Shrimp Fried Rice: A Quick and Flavorful One-Pan Meal

Shrimp Fried Rice is a quick and flavorful dish packed with juicy shrimp, veggies, and fluffy rice, stir-fried in a savory sauce. Perfect for a weeknight meal or as a delicious way to use leftover rice!


Ingredients:

  • 2 cups cooked cold rice (preferably day-old)
  • 1/2 pound shrimp, peeled and deveined
  • 2 tablespoons vegetable oil
  • 2 cloves garlic, minced
  • 1/2 cup diced onion
  • 1/2 cup diced carrots
  • 1/2 cup frozen peas
  • 2 eggs, lightly beaten
  • 3 tablespoons soy sauce
  • 1 teaspoon sesame oil
  • 1/2 teaspoon black pepper
  • 2 green onions, chopped (for garnish)

Instructions:

  1. Prepare the Ingredients:

    • Pat the shrimp dry and season lightly with salt and pepper.
    • Break up the cold rice with a spoon to avoid clumps.
  2. Cook the Shrimp:

    • Heat 1 tablespoon of oil in a large skillet or wok over medium-high heat.
    • Add the shrimp and cook for 2-3 minutes per side until pink and cooked through.
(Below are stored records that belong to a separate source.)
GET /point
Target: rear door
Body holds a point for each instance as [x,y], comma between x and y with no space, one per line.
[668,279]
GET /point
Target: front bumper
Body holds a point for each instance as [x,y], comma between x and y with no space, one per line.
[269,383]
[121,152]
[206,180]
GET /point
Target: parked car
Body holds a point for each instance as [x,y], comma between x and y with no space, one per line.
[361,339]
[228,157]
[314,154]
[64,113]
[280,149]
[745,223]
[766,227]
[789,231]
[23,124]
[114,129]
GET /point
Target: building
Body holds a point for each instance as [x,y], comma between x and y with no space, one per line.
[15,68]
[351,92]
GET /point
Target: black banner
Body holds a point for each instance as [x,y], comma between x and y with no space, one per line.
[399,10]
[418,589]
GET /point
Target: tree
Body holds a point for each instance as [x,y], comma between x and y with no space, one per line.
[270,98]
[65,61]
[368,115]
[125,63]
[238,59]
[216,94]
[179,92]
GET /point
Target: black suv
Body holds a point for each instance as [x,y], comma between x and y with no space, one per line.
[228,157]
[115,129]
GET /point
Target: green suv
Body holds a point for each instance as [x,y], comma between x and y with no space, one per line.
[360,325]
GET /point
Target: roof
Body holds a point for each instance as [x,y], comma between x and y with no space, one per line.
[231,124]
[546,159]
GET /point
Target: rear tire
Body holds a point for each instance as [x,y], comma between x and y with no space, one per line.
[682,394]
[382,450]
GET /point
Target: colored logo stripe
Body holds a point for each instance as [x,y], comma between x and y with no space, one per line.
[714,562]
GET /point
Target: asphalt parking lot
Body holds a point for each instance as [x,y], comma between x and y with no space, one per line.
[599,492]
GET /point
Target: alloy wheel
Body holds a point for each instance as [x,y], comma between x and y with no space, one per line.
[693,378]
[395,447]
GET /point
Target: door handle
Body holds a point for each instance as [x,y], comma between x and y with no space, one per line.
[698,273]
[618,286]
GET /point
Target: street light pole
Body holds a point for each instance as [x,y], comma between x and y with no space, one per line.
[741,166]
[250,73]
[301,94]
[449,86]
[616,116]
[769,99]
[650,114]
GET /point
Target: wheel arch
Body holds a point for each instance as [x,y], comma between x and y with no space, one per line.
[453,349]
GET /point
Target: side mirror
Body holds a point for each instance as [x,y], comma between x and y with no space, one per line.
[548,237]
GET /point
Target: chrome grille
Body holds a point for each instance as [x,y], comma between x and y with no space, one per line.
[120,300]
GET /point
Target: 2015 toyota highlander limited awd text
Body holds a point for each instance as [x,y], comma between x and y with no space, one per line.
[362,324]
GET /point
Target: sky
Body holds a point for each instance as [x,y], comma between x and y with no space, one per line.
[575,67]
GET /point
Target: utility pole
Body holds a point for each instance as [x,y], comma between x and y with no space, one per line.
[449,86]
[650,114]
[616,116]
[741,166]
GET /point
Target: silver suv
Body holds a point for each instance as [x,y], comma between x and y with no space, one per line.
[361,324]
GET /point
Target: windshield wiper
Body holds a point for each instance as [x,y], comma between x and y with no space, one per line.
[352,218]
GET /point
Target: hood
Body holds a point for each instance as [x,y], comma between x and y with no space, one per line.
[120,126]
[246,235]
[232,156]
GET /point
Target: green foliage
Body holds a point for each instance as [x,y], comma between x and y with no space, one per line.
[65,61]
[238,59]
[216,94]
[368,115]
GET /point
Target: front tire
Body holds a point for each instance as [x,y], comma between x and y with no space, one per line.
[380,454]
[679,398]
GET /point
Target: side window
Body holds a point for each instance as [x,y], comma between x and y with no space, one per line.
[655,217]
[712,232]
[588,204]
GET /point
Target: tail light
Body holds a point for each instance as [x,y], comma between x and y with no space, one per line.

Remove from the pan and set aside.
  3. Sauté the Vegetables:

    • Add the remaining 1 tablespoon of oil to the pan.
    • Sauté garlic, onions, carrots, and peas for 2-3 minutes until softened.
  4. Scramble the Eggs:

    • Push the veggies to one side of the pan. Pour in the beaten eggs and scramble until fully cooked.
  5. Stir-Fry the Rice:

    • Add the cold rice and cooked shrimp back to the pan.
    • Pour in the soy sauce, sesame oil, and black pepper, stirring well to coat everything evenly.
  6. Finish and Serve:

    • Stir-fry for another 2-3 minutes until the rice is heated through.
    • Garnish with chopped green onions and serve hot!

Tips:

  • Cold rice works best because it doesn’t clump—freshly cooked rice can become mushy.
  • Swap shrimp with chicken, beef, or tofu for variations.
  • For extra flavor, add a splash of oyster sauce or a pinch of red pepper flakes.